The pool functions more like the Japan and Dubai based pools that dominated the pre KSWC and Wavegarden age, with large air chambers rather than a plough. Jamie O’Brien and Cheyne Magnussen collaborated with the engineers to design the various wave types, setting out to create much more variety than those offered by their rival technologies:

“We are going to get lefts that spit, rights that spit, ramps, and draining sections.” JOB told Stab “We even made a wave that looked just like the wedge. Whatever you can dream of you can build with this. Using the prototype we made waves ranging from points to hollow rampy stuff. I’m so excited to be involved in it.”
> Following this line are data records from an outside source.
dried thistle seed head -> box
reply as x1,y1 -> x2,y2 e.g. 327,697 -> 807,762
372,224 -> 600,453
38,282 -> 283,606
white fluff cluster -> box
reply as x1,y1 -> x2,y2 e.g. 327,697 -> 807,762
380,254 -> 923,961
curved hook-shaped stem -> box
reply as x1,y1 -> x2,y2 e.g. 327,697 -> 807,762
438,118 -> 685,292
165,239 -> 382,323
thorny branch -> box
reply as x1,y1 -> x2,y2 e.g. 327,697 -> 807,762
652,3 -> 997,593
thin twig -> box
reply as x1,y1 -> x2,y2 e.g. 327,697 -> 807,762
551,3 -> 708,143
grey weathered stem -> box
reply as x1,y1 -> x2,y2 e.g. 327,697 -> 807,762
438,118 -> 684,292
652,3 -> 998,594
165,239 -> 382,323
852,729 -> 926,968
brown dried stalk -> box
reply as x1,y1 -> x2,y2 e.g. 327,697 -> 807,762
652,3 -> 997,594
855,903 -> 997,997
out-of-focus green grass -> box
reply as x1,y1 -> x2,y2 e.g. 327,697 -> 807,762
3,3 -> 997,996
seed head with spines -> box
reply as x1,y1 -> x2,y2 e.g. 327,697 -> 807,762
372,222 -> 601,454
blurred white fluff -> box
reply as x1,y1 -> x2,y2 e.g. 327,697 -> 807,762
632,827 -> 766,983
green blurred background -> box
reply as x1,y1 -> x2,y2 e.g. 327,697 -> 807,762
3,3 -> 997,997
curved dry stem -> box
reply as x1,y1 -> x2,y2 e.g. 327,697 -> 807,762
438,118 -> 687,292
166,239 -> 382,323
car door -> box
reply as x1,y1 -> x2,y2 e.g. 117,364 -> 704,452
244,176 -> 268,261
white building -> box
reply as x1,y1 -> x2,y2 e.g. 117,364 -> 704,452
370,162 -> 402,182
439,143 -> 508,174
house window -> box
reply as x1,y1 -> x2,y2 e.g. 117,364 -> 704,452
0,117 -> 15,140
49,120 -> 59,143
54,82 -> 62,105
A few days ago, during the Founders Cup, the company released a video of a long glassy emerald barrel in what many saw as a thunder-stealing attempt akin to Slaters initial unveiling, which took place directly after a De Souza’s world title. The hype didn’t quite match up though, until the following clip of Seth Moniz sticking a huge backflip at the pool surfaced on instagram earlier today:

Ever since the wave pool arms race began, the world has been waiting for the technology than can provide high quality, consistent air sections and while the Dubai pool came close, its proximity to the world’s major surf zones meant it never really made a dent in the progression of our sport. However, having a wave like this in US could be a real game changer.

“As the pools get better, the surfers are going to get better with it,” John John told us last year on the subject “and it’s pretty amazing when you’re on that wave in the pool and you know that section’s coming every time, and so you can really start to think about it and almost break down every part, over and over, and go back out and try it again and again.”

“Like Kelly’s wave right now is an amazing wave, but it’s not big enough for that stuff yet,” he continued. “You need a bigger wave than that. You watch the guys on the vert ramps in skating and the big half pipes in snowboarding and they’re going fast and they’ve got a lot of airtime and you need that airtime, you need that speed, you need that power.”

Watching the above clip it seems like the new pool offers surfers much more of the kind of speed and air time required to really try new stuff and we can’t wait to see the spins, grabs and flips that are bound to unfold out there in the coming years.

Perhaps, in ten years when all the best aerialists in the world come from Texas, we’ll look back on this as a truly seminal moment in our sport’s history.